St. Petersburg, FL-Plenty of experience fixing complications of pelvic reconstruction and incontinence surgery caused by foreign bodies-mainly grafts and slings-led a group of researchers from Vanderbilt University to make recommendations on how to repair the damage. But it was the eyebrow-raising number of cases they saw that prompted the most discussion among surgeons here at the Society for Urodynamics and Female Urology winter meeting.

Urologists, urogynecologists, and gynecologists have become painfully aware of the iatrogenic complications that mesh procedures pose. In October 2008, FDA issued a public health warning about the complications.

Fortunately, the team's success with repair of serious complications of pelvic organ prolapse and stress urinary incontinence surgery was very good: 52.5% of patients who had erosions and 75% of those who had extrusions were cured; 35% of patients with erosions and 21% of those with extrusions improved.

From November 2000 to September 2009, the team treated 85 women who presented with foreign body complications of prolapse and stress incontinence procedures, 48 of whom had extrusions and 40 of whom had erosions. The majority of complications were after sling surgeries (81% to 85%). About one-fourth to one-third were after prolapse repair.

Although a few patients presented shortly after the original surgery, the average time between surgery and presentation for complications was 6 months for those with extrusions and 10 months for those with erosions. Some patients presented as long as 10 years later. Nearly half of them had undergone a pelvic surgery prior to the procedure that engendered the complications.

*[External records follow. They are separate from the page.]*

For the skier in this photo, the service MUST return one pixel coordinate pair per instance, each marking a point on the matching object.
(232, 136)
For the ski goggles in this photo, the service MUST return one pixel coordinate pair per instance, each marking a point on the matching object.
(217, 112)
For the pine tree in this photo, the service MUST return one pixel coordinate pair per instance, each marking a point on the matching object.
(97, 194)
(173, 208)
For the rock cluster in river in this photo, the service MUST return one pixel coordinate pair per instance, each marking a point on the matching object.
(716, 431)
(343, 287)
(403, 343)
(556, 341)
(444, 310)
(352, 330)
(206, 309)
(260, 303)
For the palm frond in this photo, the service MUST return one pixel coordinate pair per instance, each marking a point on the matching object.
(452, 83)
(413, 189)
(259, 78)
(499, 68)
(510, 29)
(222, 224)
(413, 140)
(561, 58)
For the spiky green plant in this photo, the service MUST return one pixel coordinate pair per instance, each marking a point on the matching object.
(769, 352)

The majority of the foreign bodies extruding or causing erosions were type 1 polypropylene mesh. Among the extrusions, porcine dermis accounted for 4.2% and ProteGen slings (recalled in 1999) for 2%. Among erosions, ProteGen slings accounted for 10%, xenografts for 5%, and Gore-Tex for 5%.

Prior outside attempts at repair of extrusions included nine transvaginal procedures and one endoscopic procedure.

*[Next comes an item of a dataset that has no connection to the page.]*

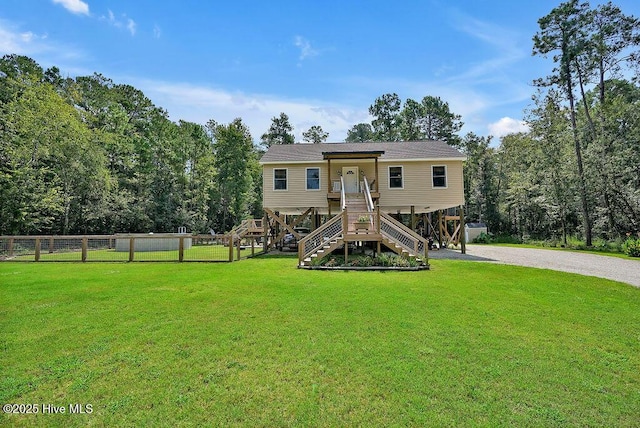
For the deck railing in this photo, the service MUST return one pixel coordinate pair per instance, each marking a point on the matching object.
(403, 236)
(316, 240)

The Vanderbilt team managed all these cases with 100% mesh excision and simple vaginal closure. Four patients needed re-excision. Only 6.3% had new urgency and 6.2% new stress urinary incontinence. About 10% had resolution of urgency.

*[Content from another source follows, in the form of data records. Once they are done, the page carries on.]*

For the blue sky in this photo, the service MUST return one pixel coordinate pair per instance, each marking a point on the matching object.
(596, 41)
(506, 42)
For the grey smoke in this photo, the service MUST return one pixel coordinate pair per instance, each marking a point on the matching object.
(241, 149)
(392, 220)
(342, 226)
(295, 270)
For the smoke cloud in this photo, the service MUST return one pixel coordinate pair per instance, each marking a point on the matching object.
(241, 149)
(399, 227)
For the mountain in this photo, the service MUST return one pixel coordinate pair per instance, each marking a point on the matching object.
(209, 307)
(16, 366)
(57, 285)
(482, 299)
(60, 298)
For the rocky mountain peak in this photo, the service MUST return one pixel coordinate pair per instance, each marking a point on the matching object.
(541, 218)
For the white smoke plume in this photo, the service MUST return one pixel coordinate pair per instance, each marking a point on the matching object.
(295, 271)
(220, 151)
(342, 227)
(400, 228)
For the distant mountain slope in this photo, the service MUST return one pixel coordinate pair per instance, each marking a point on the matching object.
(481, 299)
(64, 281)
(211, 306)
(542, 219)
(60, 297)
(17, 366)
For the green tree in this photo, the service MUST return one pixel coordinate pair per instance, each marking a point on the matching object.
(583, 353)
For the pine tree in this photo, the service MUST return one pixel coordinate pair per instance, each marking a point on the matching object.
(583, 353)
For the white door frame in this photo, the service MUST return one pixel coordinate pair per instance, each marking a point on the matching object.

Among erosions, about three-fourths were in the bladder and one-third in the urethra. Prior attempts at these repairs included seven transvaginal, six endoscopic, and two laparoscopic surgeries. The Vanderbilt team's initial management was cystorrhaphy or partial cystectomy for nearly half the patients, urethroplasty in a little more than one-third (with about half receiving interposition grafts), a few endoscopic repairs, abdominal fistula repairs, and one ileal conduit. Four women needed reoperation, and one needed to be operated on a third time.

One patient, Dr. Padmanabhan noted, had had abdominal fistula repair and had not had interpositional material placed initially, but the repair was successful after interpositional material was placed. Only two patients had de novo urgency, and 18% had resolution of their urgency.

"We recommend nonendoscopic vesical erosion repairs and interpositional grafting for complex vesical and urethral repairs," she said.

All cases except for three were from outside Vanderbilt, and that brought up the difficult choices these surgeons face in trying to do something about the complications they see from other surgeons and from outside their own institutions.

"What is our obligation to patients in general when we see those types of problems?" asked co-author Harriette Scarpero, MD. "We all know that we've not very good as a group at really policing our own. Sending notes is something that we do, but beyond that, we don't."